For the same policy reasons expressed by the Supreme Court of Canada in Hryniak v. Mauldin, 2014 SCC 7,[7] summary judgment should be available to the parties in an arbitration subject to the requirement, as stated in Hryniak, that the process: (1) allows the arbitrator to make the necessary findings of fact; (2) allows the arbitrator to apply the law to the facts; and (3) is a proportionate, more expeditious and less expensive means to achieve a just result.

The court rejected the defendant’s remaining arguments and dismissed its application to set aside the arbitrator’s award.


Optiva establishes that an arbitral tribunal has jurisdiction to preside over and issue an award arising out of a motion for summary judgment, even where one of the parties objects to said motion.

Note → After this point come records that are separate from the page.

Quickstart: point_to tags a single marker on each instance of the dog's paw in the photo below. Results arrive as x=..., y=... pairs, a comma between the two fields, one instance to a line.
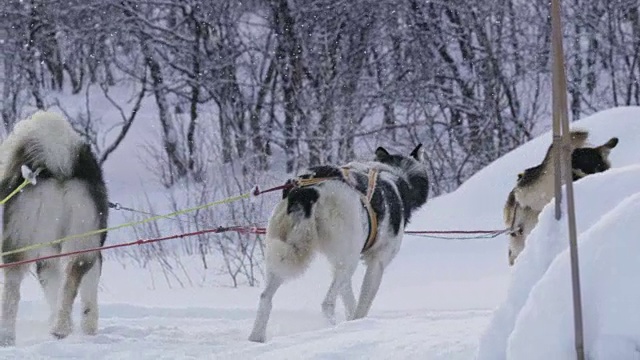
x=329, y=311
x=89, y=323
x=62, y=329
x=261, y=338
x=7, y=339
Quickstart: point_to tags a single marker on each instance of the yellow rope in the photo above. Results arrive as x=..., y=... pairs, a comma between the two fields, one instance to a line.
x=14, y=192
x=133, y=223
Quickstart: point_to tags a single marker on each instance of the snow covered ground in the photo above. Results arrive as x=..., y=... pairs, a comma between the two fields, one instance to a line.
x=436, y=301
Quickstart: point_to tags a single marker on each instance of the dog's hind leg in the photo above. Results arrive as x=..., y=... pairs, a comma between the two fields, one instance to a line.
x=259, y=332
x=76, y=268
x=89, y=298
x=341, y=276
x=13, y=276
x=48, y=272
x=348, y=299
x=370, y=286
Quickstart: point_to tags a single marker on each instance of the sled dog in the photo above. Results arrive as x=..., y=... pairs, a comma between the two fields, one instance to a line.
x=535, y=186
x=68, y=196
x=356, y=211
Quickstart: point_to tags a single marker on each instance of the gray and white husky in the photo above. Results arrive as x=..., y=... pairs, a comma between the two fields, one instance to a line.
x=333, y=218
x=69, y=197
x=535, y=186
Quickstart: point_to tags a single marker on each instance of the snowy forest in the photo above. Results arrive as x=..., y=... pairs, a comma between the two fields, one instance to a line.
x=277, y=85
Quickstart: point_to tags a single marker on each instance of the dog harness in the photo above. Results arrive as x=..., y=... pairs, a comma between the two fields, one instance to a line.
x=366, y=202
x=365, y=198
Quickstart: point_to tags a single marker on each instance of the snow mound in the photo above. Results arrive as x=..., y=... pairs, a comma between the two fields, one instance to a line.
x=595, y=196
x=477, y=203
x=610, y=261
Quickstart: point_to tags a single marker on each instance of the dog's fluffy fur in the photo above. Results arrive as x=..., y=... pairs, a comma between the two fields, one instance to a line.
x=330, y=218
x=535, y=186
x=69, y=198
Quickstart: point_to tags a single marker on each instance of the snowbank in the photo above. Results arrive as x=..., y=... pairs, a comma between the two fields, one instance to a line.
x=610, y=262
x=512, y=333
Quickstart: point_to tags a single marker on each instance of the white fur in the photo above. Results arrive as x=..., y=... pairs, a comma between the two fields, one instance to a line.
x=337, y=228
x=55, y=136
x=47, y=211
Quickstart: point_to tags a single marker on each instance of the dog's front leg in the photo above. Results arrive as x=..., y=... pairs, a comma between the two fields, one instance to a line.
x=370, y=286
x=259, y=332
x=341, y=279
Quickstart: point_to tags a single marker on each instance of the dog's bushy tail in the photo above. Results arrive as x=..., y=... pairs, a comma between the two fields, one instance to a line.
x=300, y=202
x=292, y=233
x=44, y=140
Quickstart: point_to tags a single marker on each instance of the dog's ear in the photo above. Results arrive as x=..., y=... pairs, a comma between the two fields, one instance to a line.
x=605, y=148
x=381, y=154
x=418, y=153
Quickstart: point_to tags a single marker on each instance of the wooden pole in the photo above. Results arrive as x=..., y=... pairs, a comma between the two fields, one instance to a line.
x=562, y=163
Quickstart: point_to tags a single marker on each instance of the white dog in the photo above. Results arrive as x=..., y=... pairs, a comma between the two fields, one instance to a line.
x=358, y=210
x=68, y=198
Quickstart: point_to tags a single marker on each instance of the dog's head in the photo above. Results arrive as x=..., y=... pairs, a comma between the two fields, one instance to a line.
x=413, y=162
x=591, y=160
x=411, y=168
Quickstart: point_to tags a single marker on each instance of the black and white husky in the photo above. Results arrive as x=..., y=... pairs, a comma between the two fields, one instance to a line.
x=535, y=186
x=69, y=197
x=359, y=210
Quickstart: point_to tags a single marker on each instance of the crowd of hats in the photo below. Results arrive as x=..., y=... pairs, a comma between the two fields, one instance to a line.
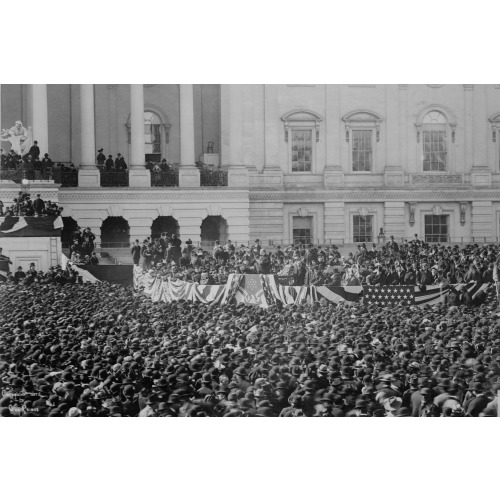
x=418, y=262
x=69, y=349
x=24, y=206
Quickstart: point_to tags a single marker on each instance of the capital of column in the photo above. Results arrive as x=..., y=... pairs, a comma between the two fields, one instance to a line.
x=40, y=117
x=88, y=161
x=137, y=154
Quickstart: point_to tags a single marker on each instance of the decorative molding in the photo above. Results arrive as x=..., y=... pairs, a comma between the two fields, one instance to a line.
x=463, y=208
x=437, y=179
x=437, y=210
x=303, y=117
x=409, y=195
x=413, y=207
x=360, y=117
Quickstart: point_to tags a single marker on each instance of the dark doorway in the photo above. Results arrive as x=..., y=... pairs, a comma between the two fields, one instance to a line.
x=167, y=225
x=214, y=228
x=68, y=229
x=115, y=232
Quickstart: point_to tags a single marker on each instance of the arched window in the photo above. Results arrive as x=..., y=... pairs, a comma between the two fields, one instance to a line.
x=302, y=129
x=435, y=138
x=434, y=142
x=152, y=137
x=362, y=131
x=156, y=135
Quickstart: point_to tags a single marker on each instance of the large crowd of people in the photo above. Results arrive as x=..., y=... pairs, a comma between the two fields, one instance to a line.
x=82, y=350
x=24, y=206
x=413, y=262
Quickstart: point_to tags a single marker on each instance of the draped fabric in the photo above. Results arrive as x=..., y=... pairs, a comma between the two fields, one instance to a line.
x=21, y=227
x=265, y=290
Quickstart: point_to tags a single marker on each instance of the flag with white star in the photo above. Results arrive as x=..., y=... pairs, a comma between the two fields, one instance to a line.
x=389, y=295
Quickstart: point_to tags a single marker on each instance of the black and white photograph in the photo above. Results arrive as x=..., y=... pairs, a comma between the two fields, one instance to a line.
x=223, y=243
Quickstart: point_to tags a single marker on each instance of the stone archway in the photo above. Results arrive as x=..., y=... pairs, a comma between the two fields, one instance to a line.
x=115, y=233
x=214, y=227
x=167, y=225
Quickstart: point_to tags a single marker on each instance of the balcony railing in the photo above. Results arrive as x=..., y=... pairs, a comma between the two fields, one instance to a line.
x=165, y=179
x=114, y=179
x=213, y=177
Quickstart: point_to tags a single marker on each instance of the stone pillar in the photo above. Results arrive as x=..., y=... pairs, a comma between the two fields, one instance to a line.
x=335, y=223
x=394, y=220
x=469, y=126
x=482, y=220
x=40, y=117
x=95, y=226
x=393, y=174
x=140, y=229
x=189, y=175
x=139, y=176
x=272, y=122
x=333, y=175
x=190, y=228
x=232, y=143
x=481, y=172
x=88, y=174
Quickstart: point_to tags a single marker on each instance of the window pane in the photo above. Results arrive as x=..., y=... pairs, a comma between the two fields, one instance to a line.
x=301, y=148
x=362, y=228
x=436, y=228
x=361, y=150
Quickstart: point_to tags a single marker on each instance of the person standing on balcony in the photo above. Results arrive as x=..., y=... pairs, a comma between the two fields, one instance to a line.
x=38, y=205
x=120, y=163
x=46, y=167
x=101, y=159
x=136, y=252
x=110, y=164
x=34, y=151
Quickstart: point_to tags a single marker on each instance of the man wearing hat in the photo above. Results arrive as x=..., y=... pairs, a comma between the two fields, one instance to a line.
x=101, y=159
x=46, y=166
x=110, y=164
x=120, y=164
x=34, y=151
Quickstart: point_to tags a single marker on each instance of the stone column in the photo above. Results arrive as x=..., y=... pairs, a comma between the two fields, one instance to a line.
x=481, y=172
x=40, y=117
x=335, y=223
x=394, y=219
x=139, y=176
x=333, y=175
x=482, y=220
x=88, y=174
x=140, y=229
x=190, y=228
x=189, y=175
x=232, y=141
x=272, y=122
x=393, y=173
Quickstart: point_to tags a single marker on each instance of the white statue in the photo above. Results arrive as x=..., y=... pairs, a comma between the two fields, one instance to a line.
x=19, y=137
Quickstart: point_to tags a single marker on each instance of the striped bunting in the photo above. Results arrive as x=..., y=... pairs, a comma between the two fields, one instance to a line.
x=265, y=290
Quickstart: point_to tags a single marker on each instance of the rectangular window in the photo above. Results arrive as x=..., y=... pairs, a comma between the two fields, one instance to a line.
x=362, y=228
x=436, y=228
x=434, y=144
x=361, y=150
x=302, y=230
x=301, y=150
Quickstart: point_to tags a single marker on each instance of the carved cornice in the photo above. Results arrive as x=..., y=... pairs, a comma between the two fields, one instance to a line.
x=71, y=196
x=377, y=195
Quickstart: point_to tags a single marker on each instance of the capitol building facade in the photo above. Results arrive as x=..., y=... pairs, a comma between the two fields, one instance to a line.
x=326, y=164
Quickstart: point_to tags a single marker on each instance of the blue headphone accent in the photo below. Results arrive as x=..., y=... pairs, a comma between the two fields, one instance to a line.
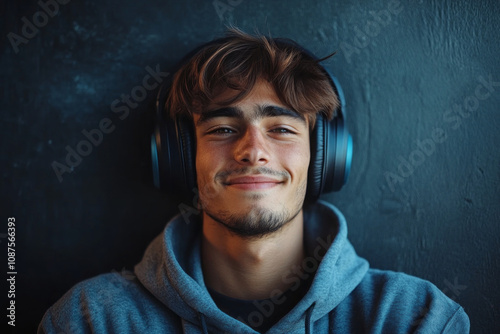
x=173, y=150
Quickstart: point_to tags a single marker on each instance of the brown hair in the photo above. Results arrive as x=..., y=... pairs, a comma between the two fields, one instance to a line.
x=237, y=61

Despite differences in the Act and the International Commercial Arbitration Act, 2017 (the “ICAA”),[8] Optiva provides guidance as to what is considered to be a “hearing” in any arbitration in Ontario. The ICAA sets out roughly analogous provisions to those contained in the Act with respect to minimum requirements for procedural fairness, and neither requires “hearings” in the context we would expect in a courtroom.[9] Whether domestic or international, what is important is whether the process followed by the arbitrator permitted adequate consideration of the facts and application of the law.